Despite assurances from National Security Minister Stuart Young that T&T's borders were locked down, Venezuelan migrants who entered the country this week are among those seeking to sign up on the final day of registration for Government amnesty programme.

Up to Thursday, migrants entered the country through Erin and were outside the Achievors Banquet Hall, Duncan Village in San Fernando, seeking to register.

Ramon Villegas, 55, told Guardian Media that he and 17 others came through Palo Seco on Monday and immediately went to get registered. But like many others, they were given numbers and had to wait for days.

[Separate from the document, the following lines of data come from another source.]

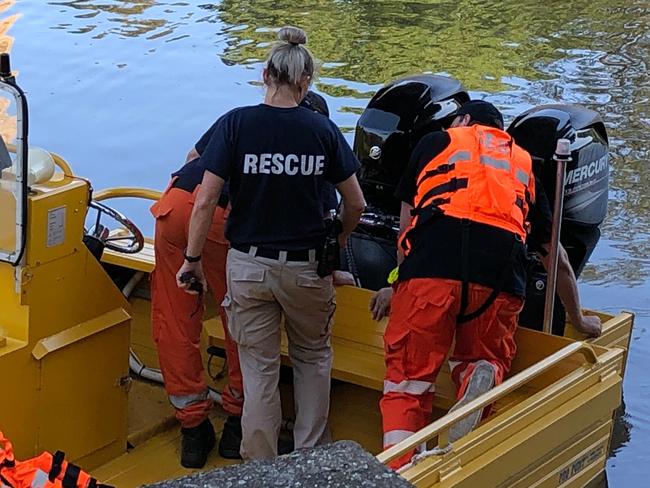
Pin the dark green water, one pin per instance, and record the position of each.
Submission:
(123, 89)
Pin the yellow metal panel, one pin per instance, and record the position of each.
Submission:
(143, 261)
(79, 332)
(70, 399)
(83, 395)
(541, 430)
(70, 198)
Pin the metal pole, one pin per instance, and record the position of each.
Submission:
(562, 156)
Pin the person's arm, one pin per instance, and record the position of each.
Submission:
(352, 206)
(200, 222)
(192, 155)
(567, 289)
(404, 222)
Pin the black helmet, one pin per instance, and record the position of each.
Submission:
(313, 101)
(396, 118)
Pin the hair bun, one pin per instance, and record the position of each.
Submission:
(292, 35)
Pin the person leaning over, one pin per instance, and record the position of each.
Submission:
(276, 157)
(466, 197)
(177, 318)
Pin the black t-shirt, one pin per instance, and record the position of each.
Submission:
(496, 256)
(277, 161)
(190, 175)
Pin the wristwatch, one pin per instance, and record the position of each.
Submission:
(191, 259)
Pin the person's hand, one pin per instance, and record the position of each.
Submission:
(340, 278)
(380, 303)
(590, 325)
(196, 270)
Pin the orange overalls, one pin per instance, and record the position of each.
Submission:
(177, 316)
(482, 176)
(43, 471)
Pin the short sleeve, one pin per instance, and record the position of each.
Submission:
(540, 218)
(428, 148)
(343, 162)
(217, 157)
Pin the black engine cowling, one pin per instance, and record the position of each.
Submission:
(395, 119)
(585, 193)
(402, 111)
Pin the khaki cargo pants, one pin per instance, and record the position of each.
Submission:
(260, 292)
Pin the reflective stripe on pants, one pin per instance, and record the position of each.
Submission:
(177, 316)
(420, 331)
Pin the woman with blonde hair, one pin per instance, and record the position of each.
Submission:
(276, 157)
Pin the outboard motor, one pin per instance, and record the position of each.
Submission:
(585, 193)
(395, 119)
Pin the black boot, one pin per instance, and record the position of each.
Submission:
(285, 446)
(230, 438)
(196, 444)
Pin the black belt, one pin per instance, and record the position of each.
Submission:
(263, 252)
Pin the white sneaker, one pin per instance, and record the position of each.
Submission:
(482, 381)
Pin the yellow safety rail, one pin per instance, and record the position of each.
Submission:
(441, 427)
(127, 192)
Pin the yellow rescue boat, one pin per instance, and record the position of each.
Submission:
(69, 322)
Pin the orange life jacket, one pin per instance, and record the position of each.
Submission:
(43, 471)
(482, 176)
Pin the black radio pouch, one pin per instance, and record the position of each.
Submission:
(329, 258)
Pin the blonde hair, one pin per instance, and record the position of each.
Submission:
(289, 61)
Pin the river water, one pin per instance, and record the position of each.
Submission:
(122, 89)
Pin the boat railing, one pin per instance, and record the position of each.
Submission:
(127, 192)
(440, 428)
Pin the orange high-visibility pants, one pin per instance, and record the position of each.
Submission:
(177, 316)
(420, 332)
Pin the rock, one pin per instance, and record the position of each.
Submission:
(342, 464)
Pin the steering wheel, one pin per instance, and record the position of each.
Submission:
(128, 239)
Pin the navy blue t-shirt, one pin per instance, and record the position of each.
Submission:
(277, 161)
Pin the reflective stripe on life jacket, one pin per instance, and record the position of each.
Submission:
(481, 176)
(43, 471)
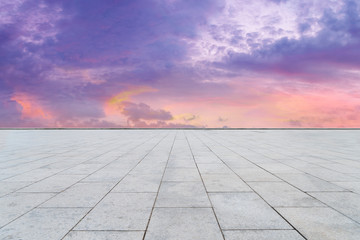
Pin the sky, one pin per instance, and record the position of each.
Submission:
(180, 63)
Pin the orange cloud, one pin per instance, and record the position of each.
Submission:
(31, 108)
(115, 103)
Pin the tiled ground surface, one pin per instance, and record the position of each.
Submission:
(180, 184)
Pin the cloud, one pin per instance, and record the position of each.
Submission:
(220, 119)
(142, 111)
(311, 58)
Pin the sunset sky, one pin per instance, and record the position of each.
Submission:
(180, 63)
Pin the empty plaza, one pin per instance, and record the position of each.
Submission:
(180, 184)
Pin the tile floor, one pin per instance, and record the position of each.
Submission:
(180, 184)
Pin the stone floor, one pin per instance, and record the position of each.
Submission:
(180, 184)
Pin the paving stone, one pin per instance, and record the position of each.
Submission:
(9, 187)
(182, 194)
(43, 223)
(245, 211)
(214, 169)
(183, 223)
(279, 194)
(14, 205)
(262, 235)
(120, 211)
(308, 183)
(255, 174)
(55, 183)
(224, 183)
(282, 166)
(139, 183)
(104, 235)
(345, 202)
(80, 195)
(83, 169)
(181, 174)
(321, 223)
(351, 186)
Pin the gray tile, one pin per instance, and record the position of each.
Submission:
(182, 194)
(224, 183)
(282, 194)
(139, 183)
(120, 211)
(262, 235)
(183, 223)
(14, 205)
(255, 174)
(80, 195)
(9, 187)
(214, 169)
(83, 169)
(345, 202)
(55, 183)
(321, 223)
(351, 186)
(308, 183)
(181, 174)
(45, 223)
(104, 235)
(245, 211)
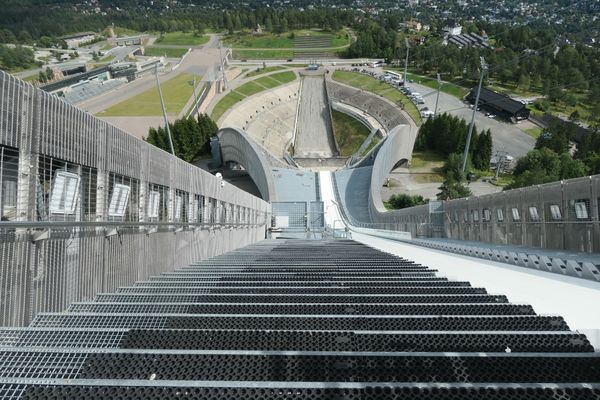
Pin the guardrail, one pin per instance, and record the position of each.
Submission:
(86, 207)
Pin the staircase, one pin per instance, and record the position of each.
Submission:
(298, 320)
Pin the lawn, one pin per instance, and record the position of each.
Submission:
(426, 167)
(225, 104)
(283, 40)
(349, 133)
(426, 177)
(248, 89)
(376, 86)
(199, 88)
(176, 92)
(170, 52)
(534, 132)
(266, 70)
(426, 160)
(268, 82)
(284, 77)
(447, 87)
(273, 54)
(182, 39)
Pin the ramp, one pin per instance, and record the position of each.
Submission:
(314, 138)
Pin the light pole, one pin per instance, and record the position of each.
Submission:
(483, 69)
(406, 62)
(162, 104)
(193, 83)
(437, 99)
(222, 64)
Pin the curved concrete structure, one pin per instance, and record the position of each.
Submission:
(239, 147)
(397, 147)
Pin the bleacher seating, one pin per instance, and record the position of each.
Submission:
(268, 117)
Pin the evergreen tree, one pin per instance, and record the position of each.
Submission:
(482, 152)
(191, 138)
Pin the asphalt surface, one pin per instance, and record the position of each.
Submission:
(314, 137)
(200, 61)
(506, 136)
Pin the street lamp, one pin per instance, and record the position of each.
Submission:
(484, 67)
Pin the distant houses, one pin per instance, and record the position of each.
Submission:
(469, 40)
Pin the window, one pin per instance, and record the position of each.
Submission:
(516, 215)
(487, 215)
(177, 209)
(9, 166)
(153, 203)
(119, 200)
(555, 212)
(533, 214)
(500, 215)
(63, 199)
(581, 210)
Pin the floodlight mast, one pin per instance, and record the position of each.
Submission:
(437, 98)
(484, 67)
(162, 104)
(406, 62)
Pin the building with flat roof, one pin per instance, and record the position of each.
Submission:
(499, 104)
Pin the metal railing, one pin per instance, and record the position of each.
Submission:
(86, 207)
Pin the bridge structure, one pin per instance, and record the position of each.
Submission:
(128, 273)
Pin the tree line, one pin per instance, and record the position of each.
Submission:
(447, 135)
(191, 137)
(553, 158)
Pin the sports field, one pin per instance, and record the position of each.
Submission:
(182, 39)
(176, 92)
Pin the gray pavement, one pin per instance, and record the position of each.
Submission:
(402, 181)
(506, 136)
(314, 137)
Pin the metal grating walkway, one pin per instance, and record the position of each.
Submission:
(298, 319)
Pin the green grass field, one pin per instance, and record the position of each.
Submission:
(156, 51)
(447, 87)
(284, 77)
(266, 70)
(248, 89)
(426, 160)
(534, 132)
(176, 93)
(283, 41)
(268, 82)
(225, 104)
(182, 39)
(273, 54)
(349, 133)
(426, 167)
(199, 88)
(376, 86)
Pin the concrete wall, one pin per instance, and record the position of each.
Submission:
(49, 258)
(239, 147)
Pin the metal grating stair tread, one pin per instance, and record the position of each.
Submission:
(298, 319)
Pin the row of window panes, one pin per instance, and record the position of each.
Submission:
(63, 199)
(580, 210)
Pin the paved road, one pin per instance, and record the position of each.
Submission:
(314, 137)
(506, 136)
(200, 61)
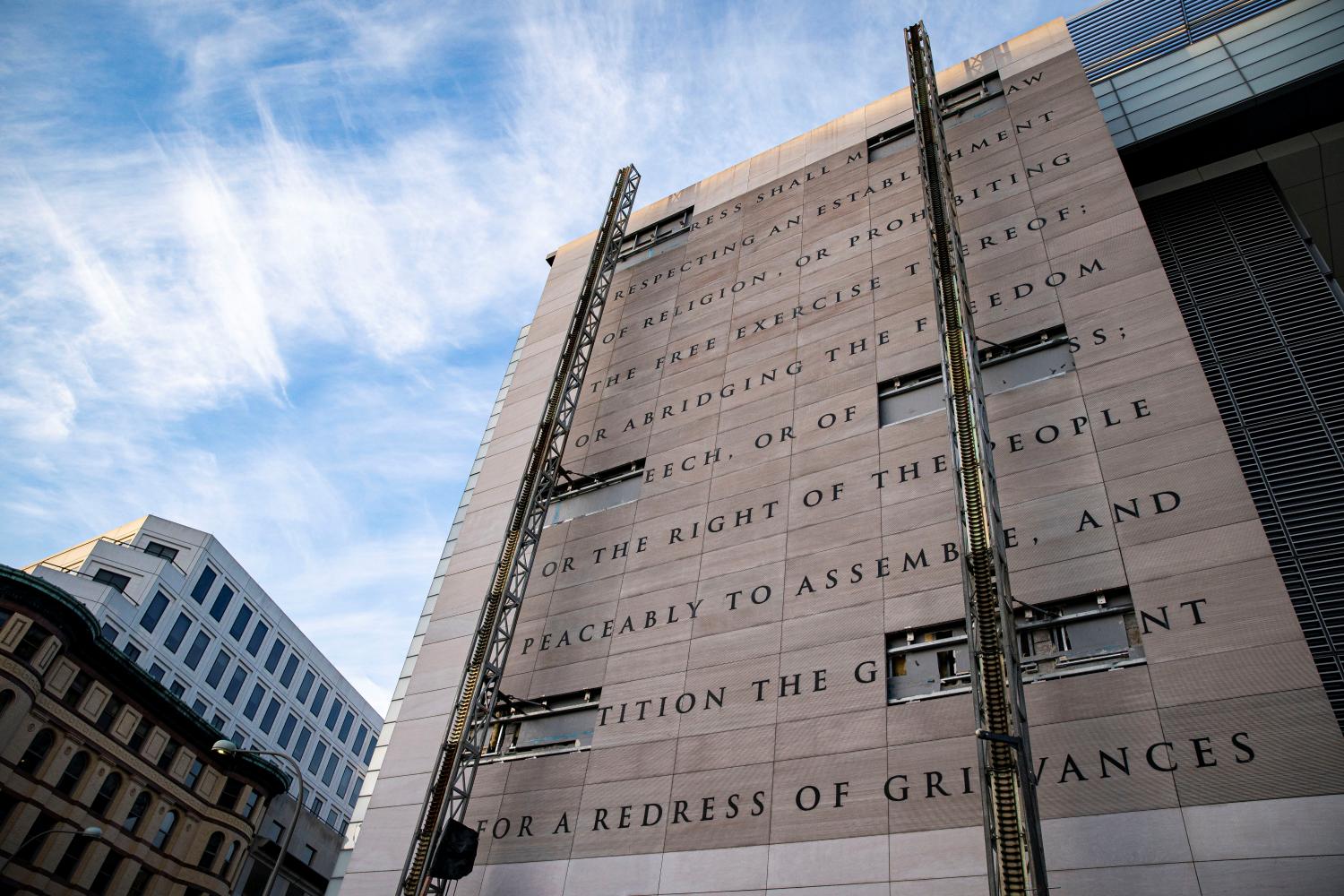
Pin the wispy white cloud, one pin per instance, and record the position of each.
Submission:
(261, 261)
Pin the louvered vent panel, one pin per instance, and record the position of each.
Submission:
(1269, 331)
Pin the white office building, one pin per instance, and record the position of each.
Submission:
(177, 603)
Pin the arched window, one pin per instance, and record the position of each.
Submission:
(37, 753)
(211, 853)
(102, 801)
(73, 774)
(228, 858)
(137, 812)
(164, 834)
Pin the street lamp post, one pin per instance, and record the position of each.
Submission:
(93, 831)
(230, 748)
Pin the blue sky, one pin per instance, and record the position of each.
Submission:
(261, 263)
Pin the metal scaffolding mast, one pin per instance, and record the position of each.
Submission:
(1008, 790)
(444, 848)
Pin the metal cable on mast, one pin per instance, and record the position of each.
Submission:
(1008, 791)
(444, 848)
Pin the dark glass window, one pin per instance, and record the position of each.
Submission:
(153, 548)
(258, 635)
(277, 650)
(164, 831)
(241, 621)
(220, 605)
(346, 774)
(168, 755)
(34, 840)
(218, 668)
(306, 685)
(333, 715)
(70, 858)
(287, 731)
(31, 642)
(319, 754)
(210, 855)
(202, 587)
(228, 796)
(77, 689)
(254, 702)
(319, 699)
(137, 737)
(142, 883)
(137, 812)
(109, 713)
(268, 719)
(102, 880)
(116, 579)
(354, 791)
(236, 684)
(180, 626)
(155, 611)
(38, 748)
(73, 774)
(359, 739)
(107, 793)
(301, 745)
(196, 650)
(290, 667)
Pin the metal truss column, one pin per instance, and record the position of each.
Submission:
(1008, 791)
(454, 767)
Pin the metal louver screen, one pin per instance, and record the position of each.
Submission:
(1269, 330)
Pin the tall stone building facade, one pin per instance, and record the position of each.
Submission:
(741, 661)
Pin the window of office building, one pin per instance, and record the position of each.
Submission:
(268, 719)
(306, 685)
(562, 723)
(218, 668)
(333, 716)
(287, 731)
(1016, 363)
(115, 579)
(288, 675)
(241, 621)
(258, 635)
(198, 650)
(236, 684)
(202, 587)
(158, 549)
(277, 650)
(155, 611)
(180, 626)
(254, 702)
(220, 605)
(319, 699)
(1089, 633)
(319, 754)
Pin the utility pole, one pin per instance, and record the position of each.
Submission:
(1013, 849)
(445, 848)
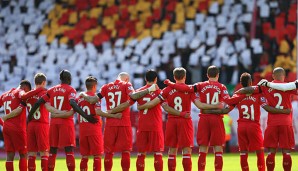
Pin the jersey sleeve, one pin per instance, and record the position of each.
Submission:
(263, 101)
(97, 105)
(129, 88)
(72, 94)
(31, 93)
(1, 101)
(164, 94)
(235, 99)
(224, 93)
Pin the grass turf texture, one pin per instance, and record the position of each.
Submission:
(231, 163)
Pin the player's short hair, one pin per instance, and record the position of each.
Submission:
(65, 76)
(90, 82)
(212, 71)
(123, 76)
(179, 73)
(151, 75)
(25, 83)
(245, 78)
(39, 78)
(279, 71)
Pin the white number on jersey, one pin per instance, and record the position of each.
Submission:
(87, 111)
(61, 99)
(214, 100)
(146, 99)
(7, 107)
(278, 95)
(246, 115)
(112, 99)
(178, 103)
(37, 114)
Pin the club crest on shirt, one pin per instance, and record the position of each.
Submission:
(73, 94)
(263, 99)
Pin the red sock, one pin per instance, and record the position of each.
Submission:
(202, 161)
(158, 163)
(261, 161)
(31, 163)
(218, 163)
(287, 161)
(125, 161)
(44, 163)
(108, 162)
(186, 162)
(84, 164)
(70, 161)
(9, 165)
(51, 162)
(270, 162)
(97, 163)
(172, 162)
(23, 164)
(140, 162)
(243, 161)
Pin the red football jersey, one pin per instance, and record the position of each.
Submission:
(249, 108)
(10, 100)
(86, 128)
(212, 92)
(115, 93)
(180, 101)
(150, 119)
(59, 97)
(278, 99)
(41, 115)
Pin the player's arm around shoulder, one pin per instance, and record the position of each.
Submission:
(90, 99)
(150, 104)
(108, 115)
(139, 94)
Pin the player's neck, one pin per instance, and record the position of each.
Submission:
(213, 79)
(180, 81)
(150, 83)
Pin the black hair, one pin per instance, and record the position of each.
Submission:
(245, 78)
(90, 82)
(151, 75)
(25, 83)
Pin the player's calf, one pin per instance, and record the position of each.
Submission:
(140, 164)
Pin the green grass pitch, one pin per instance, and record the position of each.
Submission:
(231, 163)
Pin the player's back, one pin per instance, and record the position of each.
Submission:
(180, 101)
(87, 128)
(10, 100)
(115, 93)
(212, 92)
(41, 115)
(59, 97)
(278, 99)
(150, 119)
(249, 108)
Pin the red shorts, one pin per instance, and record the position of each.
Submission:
(249, 136)
(211, 131)
(179, 133)
(15, 140)
(117, 138)
(38, 137)
(91, 145)
(62, 135)
(150, 141)
(281, 136)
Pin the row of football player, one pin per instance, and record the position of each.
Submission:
(177, 126)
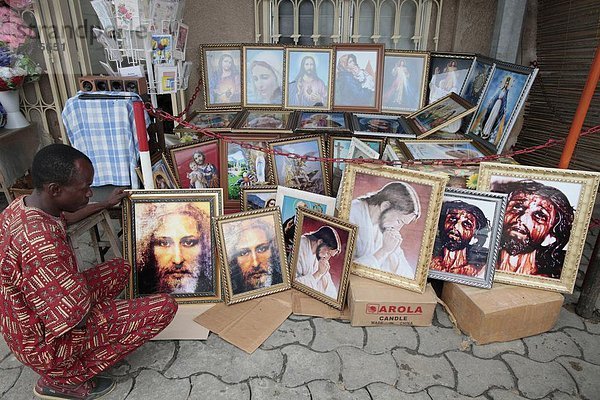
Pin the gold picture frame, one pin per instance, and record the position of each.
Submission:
(251, 254)
(542, 256)
(397, 212)
(321, 231)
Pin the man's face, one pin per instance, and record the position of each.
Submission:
(254, 259)
(177, 249)
(528, 220)
(459, 228)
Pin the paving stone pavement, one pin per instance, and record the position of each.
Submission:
(315, 358)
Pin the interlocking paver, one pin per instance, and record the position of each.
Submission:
(151, 385)
(206, 386)
(536, 380)
(304, 365)
(360, 369)
(590, 344)
(475, 375)
(435, 340)
(330, 390)
(267, 389)
(548, 346)
(289, 332)
(331, 334)
(491, 350)
(417, 372)
(227, 362)
(585, 374)
(382, 339)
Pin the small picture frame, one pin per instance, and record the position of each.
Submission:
(396, 211)
(382, 125)
(323, 122)
(263, 72)
(288, 200)
(258, 197)
(309, 78)
(251, 254)
(265, 121)
(404, 81)
(196, 165)
(243, 165)
(322, 258)
(468, 237)
(159, 224)
(442, 149)
(358, 77)
(221, 69)
(299, 173)
(545, 223)
(439, 114)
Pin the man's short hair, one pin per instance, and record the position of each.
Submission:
(55, 164)
(401, 196)
(328, 235)
(475, 211)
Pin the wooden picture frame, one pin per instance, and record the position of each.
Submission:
(468, 237)
(442, 149)
(206, 174)
(299, 173)
(408, 206)
(258, 197)
(545, 224)
(323, 122)
(439, 114)
(335, 248)
(221, 71)
(263, 72)
(155, 222)
(265, 121)
(309, 78)
(503, 98)
(358, 77)
(243, 167)
(404, 81)
(243, 238)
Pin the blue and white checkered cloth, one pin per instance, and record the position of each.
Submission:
(104, 130)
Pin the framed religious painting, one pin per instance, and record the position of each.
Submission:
(404, 81)
(196, 165)
(296, 172)
(221, 68)
(265, 121)
(465, 150)
(308, 78)
(500, 104)
(358, 77)
(251, 254)
(545, 223)
(288, 200)
(243, 165)
(323, 122)
(322, 259)
(258, 197)
(339, 147)
(439, 114)
(468, 237)
(263, 72)
(396, 211)
(447, 74)
(170, 245)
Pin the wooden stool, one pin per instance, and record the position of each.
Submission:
(90, 224)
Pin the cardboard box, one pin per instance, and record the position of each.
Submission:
(373, 304)
(248, 324)
(502, 313)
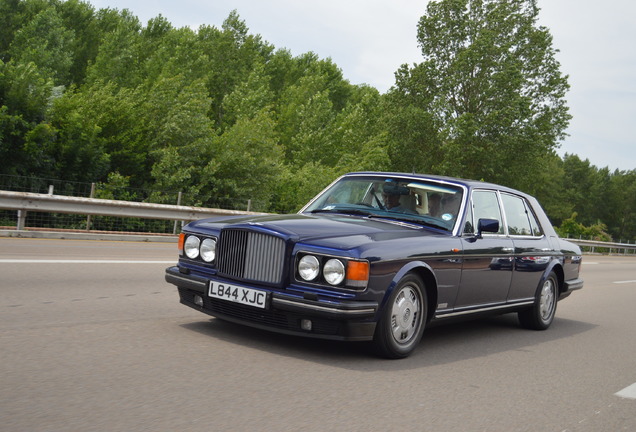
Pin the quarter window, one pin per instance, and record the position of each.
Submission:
(486, 206)
(517, 215)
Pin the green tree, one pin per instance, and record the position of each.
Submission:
(487, 102)
(46, 42)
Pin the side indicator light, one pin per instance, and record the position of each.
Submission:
(357, 273)
(180, 243)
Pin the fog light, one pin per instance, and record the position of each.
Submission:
(198, 300)
(305, 324)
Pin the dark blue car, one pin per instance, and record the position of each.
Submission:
(379, 256)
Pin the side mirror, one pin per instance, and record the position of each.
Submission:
(487, 225)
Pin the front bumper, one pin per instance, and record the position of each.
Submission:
(337, 320)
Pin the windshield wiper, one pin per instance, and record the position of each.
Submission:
(406, 218)
(351, 211)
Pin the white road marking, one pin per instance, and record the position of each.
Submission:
(32, 261)
(628, 392)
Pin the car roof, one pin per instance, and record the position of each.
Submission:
(466, 182)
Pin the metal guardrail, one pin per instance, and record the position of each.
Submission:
(25, 202)
(593, 244)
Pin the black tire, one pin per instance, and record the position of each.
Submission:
(401, 326)
(541, 314)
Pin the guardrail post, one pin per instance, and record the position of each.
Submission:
(88, 218)
(174, 230)
(21, 220)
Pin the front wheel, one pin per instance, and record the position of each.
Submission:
(541, 314)
(402, 323)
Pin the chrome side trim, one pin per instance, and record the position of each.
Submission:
(484, 309)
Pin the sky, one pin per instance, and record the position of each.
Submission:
(369, 40)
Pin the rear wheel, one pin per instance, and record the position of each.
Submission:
(402, 323)
(541, 314)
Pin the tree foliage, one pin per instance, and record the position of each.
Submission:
(95, 95)
(487, 102)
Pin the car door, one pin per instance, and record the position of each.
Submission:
(532, 248)
(488, 259)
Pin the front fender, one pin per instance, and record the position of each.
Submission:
(420, 267)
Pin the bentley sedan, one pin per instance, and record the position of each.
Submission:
(379, 257)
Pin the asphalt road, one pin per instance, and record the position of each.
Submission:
(93, 339)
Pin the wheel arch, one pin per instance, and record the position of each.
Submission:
(558, 271)
(426, 273)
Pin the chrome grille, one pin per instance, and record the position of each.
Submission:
(251, 255)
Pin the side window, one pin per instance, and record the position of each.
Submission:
(517, 215)
(468, 225)
(536, 228)
(486, 206)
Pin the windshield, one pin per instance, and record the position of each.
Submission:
(427, 202)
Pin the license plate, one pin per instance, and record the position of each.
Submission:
(236, 294)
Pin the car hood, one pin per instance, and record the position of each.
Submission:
(327, 230)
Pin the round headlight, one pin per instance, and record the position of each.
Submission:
(334, 271)
(308, 267)
(208, 250)
(191, 247)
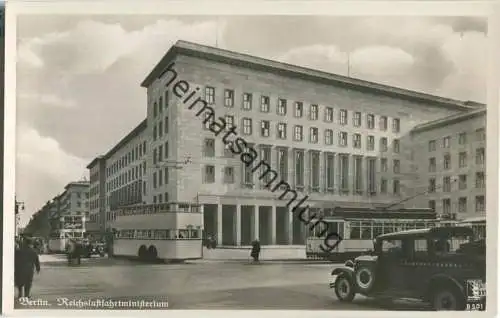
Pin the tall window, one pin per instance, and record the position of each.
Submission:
(372, 175)
(298, 133)
(264, 128)
(313, 135)
(313, 114)
(247, 126)
(281, 107)
(343, 117)
(228, 98)
(298, 109)
(299, 168)
(210, 95)
(247, 101)
(329, 114)
(315, 173)
(283, 163)
(358, 174)
(264, 104)
(328, 137)
(330, 171)
(344, 172)
(281, 130)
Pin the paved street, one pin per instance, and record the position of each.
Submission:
(198, 285)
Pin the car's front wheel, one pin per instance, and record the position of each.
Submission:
(344, 289)
(448, 299)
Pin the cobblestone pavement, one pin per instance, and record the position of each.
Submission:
(195, 285)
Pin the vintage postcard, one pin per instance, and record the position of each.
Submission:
(266, 155)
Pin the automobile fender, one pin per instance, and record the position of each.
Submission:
(443, 278)
(344, 270)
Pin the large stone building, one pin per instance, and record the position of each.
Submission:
(343, 141)
(450, 164)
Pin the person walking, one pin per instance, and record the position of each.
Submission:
(26, 261)
(255, 250)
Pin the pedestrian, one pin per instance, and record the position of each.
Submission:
(255, 250)
(26, 261)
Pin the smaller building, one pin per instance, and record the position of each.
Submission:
(450, 162)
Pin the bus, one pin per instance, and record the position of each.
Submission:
(358, 227)
(170, 231)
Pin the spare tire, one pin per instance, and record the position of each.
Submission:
(364, 277)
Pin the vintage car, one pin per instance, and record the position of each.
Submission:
(433, 265)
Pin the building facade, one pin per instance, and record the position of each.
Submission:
(343, 141)
(74, 209)
(450, 161)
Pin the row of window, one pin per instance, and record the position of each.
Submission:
(480, 205)
(298, 110)
(169, 234)
(480, 135)
(462, 183)
(462, 160)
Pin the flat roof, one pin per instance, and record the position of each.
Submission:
(136, 131)
(266, 65)
(448, 120)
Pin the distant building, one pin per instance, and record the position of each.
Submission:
(450, 164)
(343, 141)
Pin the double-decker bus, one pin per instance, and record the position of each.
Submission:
(170, 231)
(358, 227)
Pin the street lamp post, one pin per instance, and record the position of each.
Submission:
(19, 206)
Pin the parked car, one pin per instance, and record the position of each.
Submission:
(434, 265)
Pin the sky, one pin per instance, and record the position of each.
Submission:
(78, 77)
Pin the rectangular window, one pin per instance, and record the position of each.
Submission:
(462, 182)
(328, 137)
(283, 163)
(432, 164)
(356, 119)
(210, 95)
(281, 109)
(209, 147)
(396, 125)
(446, 184)
(329, 114)
(247, 126)
(228, 175)
(383, 123)
(264, 128)
(370, 143)
(298, 109)
(370, 121)
(462, 205)
(281, 129)
(315, 173)
(344, 172)
(313, 135)
(299, 168)
(264, 104)
(462, 138)
(247, 101)
(356, 141)
(383, 144)
(343, 139)
(228, 98)
(298, 133)
(330, 171)
(343, 117)
(314, 111)
(432, 145)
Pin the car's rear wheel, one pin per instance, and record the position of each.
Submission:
(344, 289)
(447, 299)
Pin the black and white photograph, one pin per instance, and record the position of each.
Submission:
(244, 161)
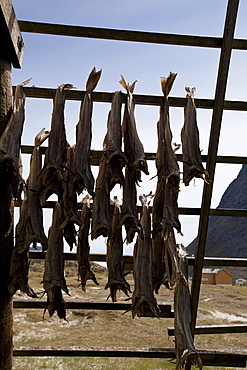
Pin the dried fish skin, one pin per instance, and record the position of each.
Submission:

Military forces had confirmed that boatloads of Venezuelan migrants continued to try entering the country over the past two weeks.
Through translator Angie Ramnarine, from the La Romaine Migrant Support group, Villegas said he came to Trinidad to work so he can support his wife and four children back in Venezuela. He, like many

Venezuelan migrants, were confident that they would be registered before the end of the day. If he is deported, he will go to another country in search of work. The former machine operator said that although he learnt of the amnesty weeks ago, he and many others were waiting to see if the Nicholas Maduro government would be overthrown. But with the economic situation getting worse, he along with 11 adults and six children boarded a pirogue to Trinidad and have been staying in Siparia.

"The lines for gas in Venezuela has about 1000 cars. It is the same for food. The lines here are similar to the lines in Venezuela except there seems to be hope at the end the lines here as opposed to in

Venezuela. When we line up for food, we are not sure to get anything," Villegas said.

He is hoping to get work operating machinery but can also do carpentry or masonry.

He said once he is registered, he will work and at the end of the period, will go to another country and seek employment. He lamented that Venezuela has many natural resources yet citizens cannot even get gas.

"It was such a rich country."

He said that only the government and high ranking military officers are living well and that the answer to Venezuela's problem is a change of government.

"Maduro has taken everything and left us impoverished. The only people living good in Venezuela are in the government and the highest rank in the military. There are lower ranked military officers here in Trinidad."

Damaris Rodriguez came to Trinidad on April 12 but has not been able to find work since. However, she was assured that she will get employment soon. The former nurse said that she had to leave her 14-year-old child behind in Guiria while she and her 19-year-old son search for work. Despite waiting to be registered for several days, she said she has already received a number and has immense faith in God.

She hopes to make as much money as she can to send back to her family in Guiria.

She said the conditions back home is depressing as there is no medicine in the hospital where she worked on contract. With the hospital being short staffed and crammed, the patients are quite aggressive.

"People are sick and suffering, and they can't get any medicine," Rodriguez said.

As the crowd continued to build throughout the morning, donuts and water were given out to the migrants and police officers from Pundit Sunil Persad. As migrants continued to feel to stress of standing in humid condition for hours, the stench of garbage began to eminate.